The product subject to this review is certain flat rolled products of iron, non-alloy steel or other alloy steel, whether or not in coils, including 'cut-to-length' and 'narrow strip' products, not further worked than hot rolled, not clad, plated or coated, originating in Russia the product under review, currently falling under CN codes 7208 10 00, 7208 25 00, 7208 26 00, 7208 27 00, 7208 36 00, 7208 37 00, 7208 38 00, 7208 39 00, 7208 40 00, 7208 52 10, 7208 52 99, 7208 53 10, 7208 53 90, 7208 54 00, 7211 13 00, 7211 14 00, 7211 19 00, 7225 30 90, 7225 40 90, 7226 91 91 and 7226 91 99.

The products not covered by this investigation including stainless steel and grain-oriented silicon electrical steel, tool steel and high-speed steel, HR sheets without patterns in relief, of a thickness exceeding 10 mm and of a width of 600 mm or more, HR Sheets without patterns in relief, of a thickness of 4.75 mm or more but not exceeding 10 mm and of a width of 2 050 mm or more.

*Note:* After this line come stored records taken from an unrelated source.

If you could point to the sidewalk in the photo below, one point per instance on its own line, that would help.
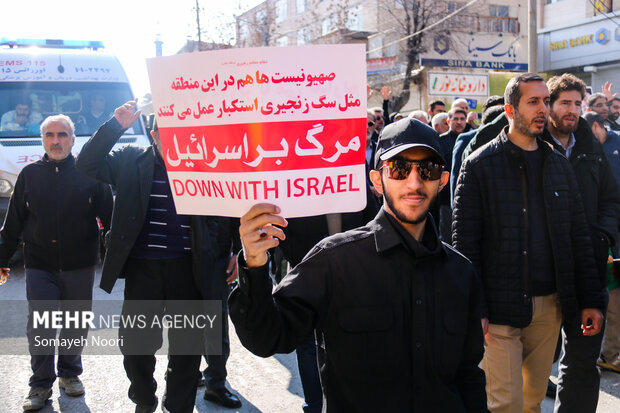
(268, 385)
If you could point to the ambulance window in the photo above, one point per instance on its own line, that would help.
(88, 104)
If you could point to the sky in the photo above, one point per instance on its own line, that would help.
(127, 28)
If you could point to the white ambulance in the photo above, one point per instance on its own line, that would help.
(39, 78)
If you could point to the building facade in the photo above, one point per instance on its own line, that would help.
(580, 37)
(486, 36)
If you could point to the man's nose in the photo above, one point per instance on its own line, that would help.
(414, 180)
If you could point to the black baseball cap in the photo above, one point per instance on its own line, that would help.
(404, 134)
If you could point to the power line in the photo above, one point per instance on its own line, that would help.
(425, 29)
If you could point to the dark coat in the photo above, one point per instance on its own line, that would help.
(598, 188)
(400, 330)
(490, 228)
(130, 170)
(54, 208)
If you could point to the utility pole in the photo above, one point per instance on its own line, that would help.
(532, 38)
(198, 22)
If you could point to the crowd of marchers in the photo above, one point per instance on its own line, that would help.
(485, 253)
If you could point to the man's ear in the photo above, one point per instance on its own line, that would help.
(375, 178)
(510, 111)
(445, 178)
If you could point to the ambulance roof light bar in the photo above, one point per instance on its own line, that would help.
(52, 43)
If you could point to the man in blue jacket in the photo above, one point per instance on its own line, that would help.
(54, 209)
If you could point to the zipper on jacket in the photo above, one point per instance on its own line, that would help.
(524, 243)
(58, 243)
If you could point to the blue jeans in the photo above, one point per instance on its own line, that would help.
(54, 291)
(309, 375)
(215, 373)
(579, 378)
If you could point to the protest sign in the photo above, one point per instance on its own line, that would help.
(284, 125)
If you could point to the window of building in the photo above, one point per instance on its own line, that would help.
(355, 18)
(498, 11)
(602, 6)
(243, 31)
(453, 6)
(301, 6)
(303, 36)
(280, 11)
(327, 25)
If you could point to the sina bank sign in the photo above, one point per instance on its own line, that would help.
(587, 43)
(478, 51)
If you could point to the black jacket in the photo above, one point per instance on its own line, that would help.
(598, 188)
(55, 208)
(490, 228)
(447, 141)
(401, 331)
(130, 170)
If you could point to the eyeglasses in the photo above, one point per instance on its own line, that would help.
(400, 169)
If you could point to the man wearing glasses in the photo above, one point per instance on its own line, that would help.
(519, 218)
(397, 312)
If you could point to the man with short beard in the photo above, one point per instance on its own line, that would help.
(396, 310)
(613, 105)
(518, 217)
(578, 382)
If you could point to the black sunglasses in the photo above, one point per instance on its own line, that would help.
(400, 169)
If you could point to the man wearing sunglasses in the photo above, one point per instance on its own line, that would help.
(397, 312)
(518, 216)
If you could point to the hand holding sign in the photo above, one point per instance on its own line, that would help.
(258, 233)
(4, 274)
(126, 115)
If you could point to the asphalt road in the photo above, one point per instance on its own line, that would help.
(263, 385)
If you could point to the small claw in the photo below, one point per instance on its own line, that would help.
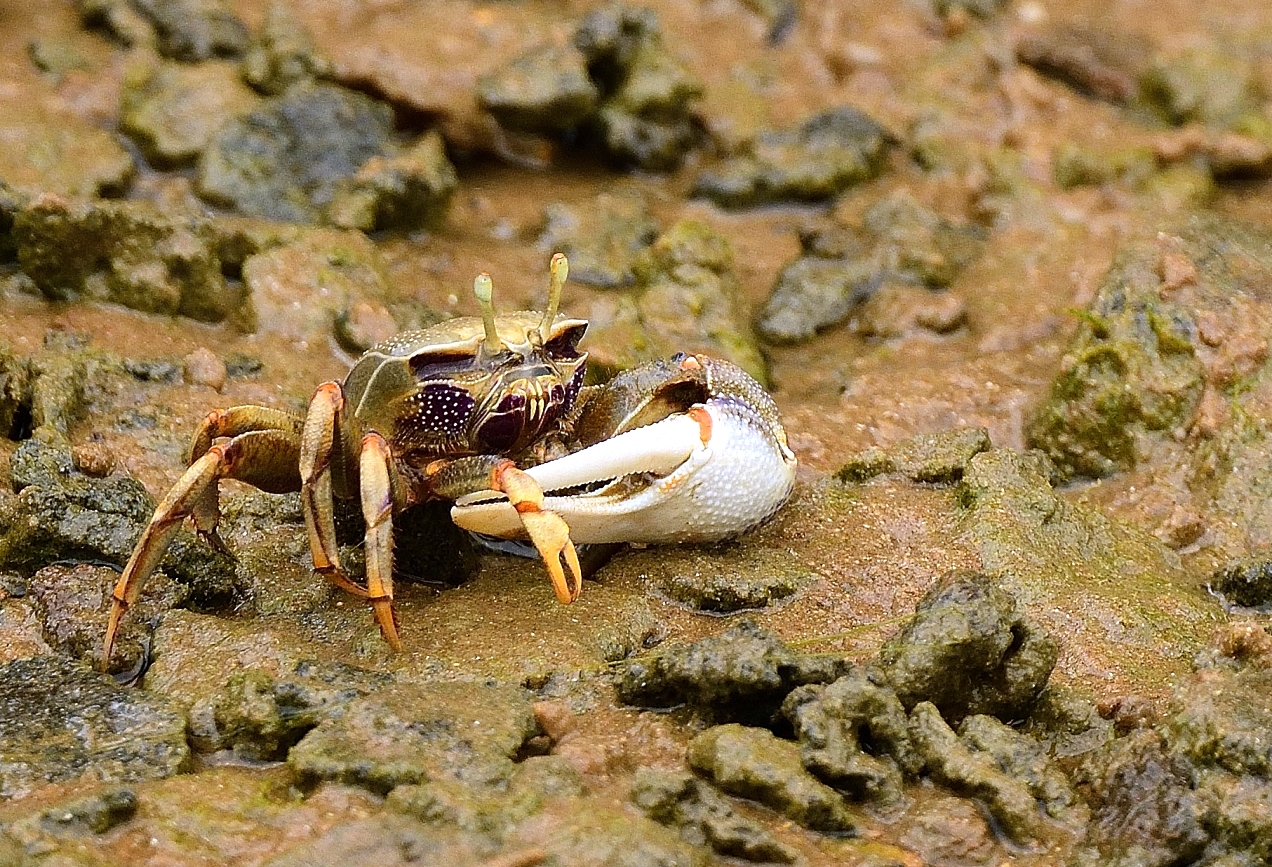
(547, 530)
(387, 621)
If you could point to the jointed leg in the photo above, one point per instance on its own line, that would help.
(266, 459)
(378, 484)
(547, 530)
(322, 443)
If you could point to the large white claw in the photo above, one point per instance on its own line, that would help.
(701, 476)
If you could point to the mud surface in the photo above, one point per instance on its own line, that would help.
(1004, 267)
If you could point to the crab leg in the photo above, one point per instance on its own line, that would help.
(377, 484)
(492, 476)
(262, 458)
(322, 440)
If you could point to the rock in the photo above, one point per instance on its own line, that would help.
(117, 19)
(678, 800)
(835, 722)
(192, 31)
(1245, 582)
(389, 840)
(1206, 85)
(687, 299)
(20, 634)
(976, 774)
(754, 764)
(410, 190)
(60, 721)
(1135, 777)
(417, 732)
(288, 159)
(300, 289)
(1078, 165)
(55, 151)
(545, 90)
(492, 812)
(205, 368)
(261, 716)
(742, 674)
(73, 603)
(64, 515)
(841, 268)
(96, 814)
(949, 830)
(1139, 368)
(1106, 65)
(1025, 760)
(126, 253)
(969, 650)
(743, 581)
(173, 109)
(602, 239)
(929, 458)
(646, 94)
(1051, 553)
(819, 159)
(1221, 717)
(283, 54)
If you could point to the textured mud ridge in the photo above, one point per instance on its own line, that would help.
(1002, 266)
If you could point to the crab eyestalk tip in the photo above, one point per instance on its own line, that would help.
(483, 287)
(559, 268)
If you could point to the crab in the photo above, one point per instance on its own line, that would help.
(490, 412)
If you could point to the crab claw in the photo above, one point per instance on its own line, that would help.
(547, 530)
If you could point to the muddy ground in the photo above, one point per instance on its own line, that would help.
(1005, 268)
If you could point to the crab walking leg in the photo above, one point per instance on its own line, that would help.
(321, 439)
(452, 479)
(547, 530)
(375, 465)
(233, 422)
(260, 458)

The investigation period will cover from 1 January 2020 to 31 December 2020.

On 5 October 2017, European Commission had imposed a definitive anti-dumping duty, ranging from Euro 17.6-96.5, on imports of hot-rolled flat products of iron, non-alloy or other alloy steel from Brazil, Iran, Ukraine and Russia. Duties set for the material produced by Russian steelmaker Severstal were the lowest at EUR 17.60 per ton

Russia exported 1.27 mln tons of HRC to the European Union in the first 11 months of 2020, according to the Eurofer data.